Teleport VPN alternative for secure remote access

There is a really great VPN alternative solution in case you have not heard about it called Teleport. Teleport is an open-source solution that provides a community version of its enterprise offering. I decided to try this out in the home lab and stand up the Teleport VPN alternative to play around with remote connectivity. Let’s take a look at the Teleport VPN alternative for remote access and see how it is installed and configured.

What is Teleport?

The description provided by Teleport of what the Teleport service is exactly is it is a certificate authority and access plane for your infrastructure. It allows you to do several different things:

• You have a single entry point for your SSH servers, Kubernetes clusters, databases, desktops, and web apps
• You can define access policies for your infrastructure with audit logging and session recording
• You can easily onboard users with IdP providers like Github, Okta, and Google Workspace
• You have 2FA already built into the solution
• It will automatically do LetsEncrypt certificates and has that built into the solution with some configuration

Installing Teleport on a Linux Server

For the purposes of testing this in my home lab, I quickly spun up an Ubuntu 22.04 VM quickly with my Packer template and Terraform deployment process. You can read about how I configure Ubuntu 22.04 templates and deploy these using Terraform in the below two posts:

• Packer Build Ubuntu 22.04 for VMware vSphere – Virtualization Howto
• Terraform vSphere tutorial: Linux Virtual Machine Clone – Virtualization Howto

For this post, I followed the official documentation found here:

• Getting started on a Linux Server | Teleport Docs (goteleport.com)

On your Linux server, to install Teleport, run the following:

sudo curl https://deb.releases.teleport.dev/teleport-pubkey.asc \
  -o /usr/share/keyrings/teleport-archive-keyring.asc
echo "deb [signed-by=/usr/share/keyrings/teleport-archive-keyring.asc] https://deb.releases.teleport.dev/ stable main" \
| sudo tee /etc/apt/sources.list.d/teleport.list > /dev/null
sudo apt-get update
sudo apt-get install teleport

I used the private network deployment so I used the following for configuring the Teleport service

sudo teleport configure -o file \
    --cluster-name=tele.example.com \
    --public-addr=tele.example.com:443 \
    --cert-file=/var/lib/teleport/fullchain.pem \
    --key-file=/var/lib/teleport/privkey.pem

Start the Teleport service:

sudo systemctl start teleport

Creating the teleport-admin user

You need to run a command at the console to create the teleport-admin user:

sudo tctl users add teleport-admin --roles=editor,access --logins=root

Once you generate the initial teleport-admin account and browse out to the Teleport URL, you will see the form below. It will have you set the teleport-admin credentials and you can also scan the QR code for adding 2FA to the account. When you access your resources remotely with the Teleport VPN alternative, you will be entering your strong password and 2FA OTP so it makes you feel good about the security of the solution.

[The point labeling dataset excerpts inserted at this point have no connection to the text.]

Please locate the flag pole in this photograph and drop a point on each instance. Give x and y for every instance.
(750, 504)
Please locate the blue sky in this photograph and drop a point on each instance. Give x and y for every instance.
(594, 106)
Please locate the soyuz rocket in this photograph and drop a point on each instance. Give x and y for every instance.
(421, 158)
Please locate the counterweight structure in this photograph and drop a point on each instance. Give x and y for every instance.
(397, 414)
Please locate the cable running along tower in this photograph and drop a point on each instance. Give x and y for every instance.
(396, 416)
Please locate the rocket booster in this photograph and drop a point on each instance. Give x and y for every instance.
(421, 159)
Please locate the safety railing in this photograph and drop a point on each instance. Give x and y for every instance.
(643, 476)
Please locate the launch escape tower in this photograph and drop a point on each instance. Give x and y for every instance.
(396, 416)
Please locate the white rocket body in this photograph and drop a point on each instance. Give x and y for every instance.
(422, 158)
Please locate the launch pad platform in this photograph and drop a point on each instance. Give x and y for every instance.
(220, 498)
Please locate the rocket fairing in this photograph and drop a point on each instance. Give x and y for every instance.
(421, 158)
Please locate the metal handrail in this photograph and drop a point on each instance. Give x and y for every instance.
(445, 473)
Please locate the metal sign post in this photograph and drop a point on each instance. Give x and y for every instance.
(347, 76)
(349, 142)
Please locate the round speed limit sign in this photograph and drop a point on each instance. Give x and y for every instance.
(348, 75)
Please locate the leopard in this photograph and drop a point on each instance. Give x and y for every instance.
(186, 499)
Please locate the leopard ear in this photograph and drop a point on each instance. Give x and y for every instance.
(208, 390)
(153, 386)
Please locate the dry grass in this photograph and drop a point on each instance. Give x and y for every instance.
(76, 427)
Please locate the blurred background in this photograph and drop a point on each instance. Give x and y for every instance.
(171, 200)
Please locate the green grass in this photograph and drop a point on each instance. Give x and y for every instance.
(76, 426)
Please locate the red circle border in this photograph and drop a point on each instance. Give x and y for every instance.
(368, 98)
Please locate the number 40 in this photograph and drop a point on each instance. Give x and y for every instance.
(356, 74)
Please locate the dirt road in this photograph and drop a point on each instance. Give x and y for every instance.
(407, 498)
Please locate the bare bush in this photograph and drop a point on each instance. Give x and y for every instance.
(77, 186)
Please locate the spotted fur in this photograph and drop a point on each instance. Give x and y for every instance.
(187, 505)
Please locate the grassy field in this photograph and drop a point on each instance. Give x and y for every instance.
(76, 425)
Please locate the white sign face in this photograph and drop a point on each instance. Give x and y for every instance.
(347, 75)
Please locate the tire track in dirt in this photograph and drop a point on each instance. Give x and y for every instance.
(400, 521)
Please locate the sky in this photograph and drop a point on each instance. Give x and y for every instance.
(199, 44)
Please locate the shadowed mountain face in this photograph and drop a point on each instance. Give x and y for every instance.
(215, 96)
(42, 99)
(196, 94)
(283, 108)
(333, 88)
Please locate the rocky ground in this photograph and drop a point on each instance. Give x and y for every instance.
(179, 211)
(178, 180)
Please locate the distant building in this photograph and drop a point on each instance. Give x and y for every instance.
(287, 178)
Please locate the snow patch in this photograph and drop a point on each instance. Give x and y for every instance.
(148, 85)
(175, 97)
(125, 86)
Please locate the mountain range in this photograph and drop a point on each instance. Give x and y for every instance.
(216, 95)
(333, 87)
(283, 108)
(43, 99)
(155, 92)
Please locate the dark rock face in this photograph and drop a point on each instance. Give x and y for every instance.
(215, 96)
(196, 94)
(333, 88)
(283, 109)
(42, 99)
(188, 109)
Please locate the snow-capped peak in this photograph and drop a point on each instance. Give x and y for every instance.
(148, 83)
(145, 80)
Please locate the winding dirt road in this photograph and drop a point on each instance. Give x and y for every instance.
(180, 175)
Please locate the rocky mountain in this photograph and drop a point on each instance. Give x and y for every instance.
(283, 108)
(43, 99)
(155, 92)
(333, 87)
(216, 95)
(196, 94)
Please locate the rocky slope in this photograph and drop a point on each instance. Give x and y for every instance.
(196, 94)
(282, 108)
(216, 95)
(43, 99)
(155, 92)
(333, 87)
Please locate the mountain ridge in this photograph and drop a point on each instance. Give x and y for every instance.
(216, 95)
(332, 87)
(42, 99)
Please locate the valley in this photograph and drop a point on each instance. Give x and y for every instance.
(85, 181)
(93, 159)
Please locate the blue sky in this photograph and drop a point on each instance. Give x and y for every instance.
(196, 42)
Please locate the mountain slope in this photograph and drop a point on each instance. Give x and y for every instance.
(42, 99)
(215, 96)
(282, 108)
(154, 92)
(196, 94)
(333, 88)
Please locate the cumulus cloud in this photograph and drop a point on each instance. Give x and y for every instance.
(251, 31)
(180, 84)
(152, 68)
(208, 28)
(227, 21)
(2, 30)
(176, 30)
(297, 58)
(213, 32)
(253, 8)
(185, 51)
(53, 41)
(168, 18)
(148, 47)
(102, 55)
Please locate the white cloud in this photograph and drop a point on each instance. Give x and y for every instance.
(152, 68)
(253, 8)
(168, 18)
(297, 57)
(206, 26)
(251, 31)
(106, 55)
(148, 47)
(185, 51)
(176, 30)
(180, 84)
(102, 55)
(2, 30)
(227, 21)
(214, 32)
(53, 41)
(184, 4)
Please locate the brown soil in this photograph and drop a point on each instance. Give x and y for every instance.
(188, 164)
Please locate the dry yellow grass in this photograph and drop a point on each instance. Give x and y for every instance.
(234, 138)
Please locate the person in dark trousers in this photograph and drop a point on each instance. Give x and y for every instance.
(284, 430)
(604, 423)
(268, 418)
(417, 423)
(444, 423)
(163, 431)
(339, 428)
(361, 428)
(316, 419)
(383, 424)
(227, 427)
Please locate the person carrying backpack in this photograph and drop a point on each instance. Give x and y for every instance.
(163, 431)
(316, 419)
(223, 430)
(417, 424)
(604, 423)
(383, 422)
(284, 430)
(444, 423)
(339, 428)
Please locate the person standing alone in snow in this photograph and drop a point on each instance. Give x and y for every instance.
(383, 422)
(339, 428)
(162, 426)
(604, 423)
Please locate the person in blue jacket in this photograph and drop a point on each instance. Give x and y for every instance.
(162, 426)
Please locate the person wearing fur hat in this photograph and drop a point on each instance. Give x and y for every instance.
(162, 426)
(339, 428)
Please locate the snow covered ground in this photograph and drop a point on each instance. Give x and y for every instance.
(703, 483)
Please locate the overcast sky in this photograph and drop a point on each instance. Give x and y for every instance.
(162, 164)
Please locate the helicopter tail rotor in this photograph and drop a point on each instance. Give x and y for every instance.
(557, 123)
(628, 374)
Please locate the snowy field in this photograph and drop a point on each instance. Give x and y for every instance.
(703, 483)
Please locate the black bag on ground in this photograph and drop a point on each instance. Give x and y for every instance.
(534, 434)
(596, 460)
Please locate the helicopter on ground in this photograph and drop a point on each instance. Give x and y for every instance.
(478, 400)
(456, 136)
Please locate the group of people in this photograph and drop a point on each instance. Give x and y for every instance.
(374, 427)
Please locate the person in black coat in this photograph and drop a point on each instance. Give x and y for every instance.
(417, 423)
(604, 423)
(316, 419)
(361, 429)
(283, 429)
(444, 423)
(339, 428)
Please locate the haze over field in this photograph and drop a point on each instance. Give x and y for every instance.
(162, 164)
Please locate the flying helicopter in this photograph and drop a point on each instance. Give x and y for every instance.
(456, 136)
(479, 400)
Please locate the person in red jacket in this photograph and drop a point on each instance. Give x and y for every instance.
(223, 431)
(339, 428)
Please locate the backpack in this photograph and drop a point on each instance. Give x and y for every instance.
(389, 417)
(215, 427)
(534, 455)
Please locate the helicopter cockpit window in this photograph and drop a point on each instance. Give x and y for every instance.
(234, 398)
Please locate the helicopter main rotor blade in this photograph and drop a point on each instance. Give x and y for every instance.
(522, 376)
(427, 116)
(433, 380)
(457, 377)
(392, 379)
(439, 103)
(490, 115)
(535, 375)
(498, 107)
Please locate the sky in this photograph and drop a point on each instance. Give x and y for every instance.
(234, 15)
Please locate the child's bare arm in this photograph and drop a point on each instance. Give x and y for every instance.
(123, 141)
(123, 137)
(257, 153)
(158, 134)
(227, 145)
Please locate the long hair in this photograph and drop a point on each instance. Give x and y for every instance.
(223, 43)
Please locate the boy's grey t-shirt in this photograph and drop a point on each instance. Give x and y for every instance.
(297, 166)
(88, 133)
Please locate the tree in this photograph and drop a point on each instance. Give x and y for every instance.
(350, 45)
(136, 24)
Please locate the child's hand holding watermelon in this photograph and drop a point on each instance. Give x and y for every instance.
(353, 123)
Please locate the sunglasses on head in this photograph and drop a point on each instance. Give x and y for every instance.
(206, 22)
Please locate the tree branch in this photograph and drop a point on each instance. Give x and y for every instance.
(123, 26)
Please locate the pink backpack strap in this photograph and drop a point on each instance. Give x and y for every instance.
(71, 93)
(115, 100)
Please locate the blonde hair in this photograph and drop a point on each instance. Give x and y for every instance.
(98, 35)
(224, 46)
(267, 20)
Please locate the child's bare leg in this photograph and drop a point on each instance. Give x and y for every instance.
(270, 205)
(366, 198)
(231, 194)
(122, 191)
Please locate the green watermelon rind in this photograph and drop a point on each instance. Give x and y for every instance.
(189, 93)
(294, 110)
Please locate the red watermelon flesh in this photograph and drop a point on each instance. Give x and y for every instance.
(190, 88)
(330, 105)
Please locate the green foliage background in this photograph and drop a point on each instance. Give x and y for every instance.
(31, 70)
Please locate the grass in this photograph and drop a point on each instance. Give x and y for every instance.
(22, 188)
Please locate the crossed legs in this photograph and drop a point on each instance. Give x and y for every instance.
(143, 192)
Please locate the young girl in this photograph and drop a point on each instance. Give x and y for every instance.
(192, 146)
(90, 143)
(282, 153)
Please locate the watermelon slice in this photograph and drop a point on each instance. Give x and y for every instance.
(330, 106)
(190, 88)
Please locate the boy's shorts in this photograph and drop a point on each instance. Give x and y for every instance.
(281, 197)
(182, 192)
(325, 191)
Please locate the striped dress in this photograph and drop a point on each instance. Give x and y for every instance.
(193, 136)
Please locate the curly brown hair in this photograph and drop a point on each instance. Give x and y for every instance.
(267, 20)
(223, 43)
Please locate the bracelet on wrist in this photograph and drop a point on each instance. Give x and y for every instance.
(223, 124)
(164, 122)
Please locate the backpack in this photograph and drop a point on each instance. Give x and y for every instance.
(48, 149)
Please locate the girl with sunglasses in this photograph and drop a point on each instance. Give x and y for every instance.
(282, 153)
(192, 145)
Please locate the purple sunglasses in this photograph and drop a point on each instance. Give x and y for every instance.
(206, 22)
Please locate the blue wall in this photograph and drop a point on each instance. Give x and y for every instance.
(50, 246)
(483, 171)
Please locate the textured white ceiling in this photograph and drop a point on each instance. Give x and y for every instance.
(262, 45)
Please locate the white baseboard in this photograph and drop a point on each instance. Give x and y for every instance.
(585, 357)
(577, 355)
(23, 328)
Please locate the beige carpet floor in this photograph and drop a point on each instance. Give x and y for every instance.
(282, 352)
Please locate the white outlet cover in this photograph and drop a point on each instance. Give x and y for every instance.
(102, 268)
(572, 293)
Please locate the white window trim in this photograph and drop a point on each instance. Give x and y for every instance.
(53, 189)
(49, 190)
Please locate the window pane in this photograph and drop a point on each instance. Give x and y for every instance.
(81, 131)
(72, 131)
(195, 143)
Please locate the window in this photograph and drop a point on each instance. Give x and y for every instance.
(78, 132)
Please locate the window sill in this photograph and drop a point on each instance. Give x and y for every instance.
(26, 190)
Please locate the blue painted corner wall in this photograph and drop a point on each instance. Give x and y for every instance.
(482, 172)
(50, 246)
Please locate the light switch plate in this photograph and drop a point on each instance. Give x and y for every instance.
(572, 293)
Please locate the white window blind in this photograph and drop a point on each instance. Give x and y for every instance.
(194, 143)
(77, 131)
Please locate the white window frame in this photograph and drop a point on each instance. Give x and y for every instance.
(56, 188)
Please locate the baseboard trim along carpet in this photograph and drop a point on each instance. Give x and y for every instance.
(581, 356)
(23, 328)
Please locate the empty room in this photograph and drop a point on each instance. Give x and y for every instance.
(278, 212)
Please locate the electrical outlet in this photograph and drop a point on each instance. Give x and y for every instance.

Below is the Teleport portal once you have installed the solution and logged in. You will see the teleport server itself listed.

When you click the Add Server link, you will see the options to add an AWS server, automatically add a server using the command it displays, or you can manually add servers to the Teleport server.

Wrapping up and impressions

The Teleport VPN alternative provides an extremely interesting option for accessing internal home lab resources in a secure way. I like their attention to detail when it comes to security. They obviously understand the importance of security best practices with their guidance regarding certificates and 2FA authentication being mandatory when you configure your account.

The community edition is free to download and play around with and use for your home lab or other use cases. One of the other things I would like to try out is the Windows Desktop access using Teleport. However, it does look like the setup for the Windows desktop access is fairly involved. But, look for that in a future post where we will take a look at what it takes to setup access to Windows Servers, clients, etc.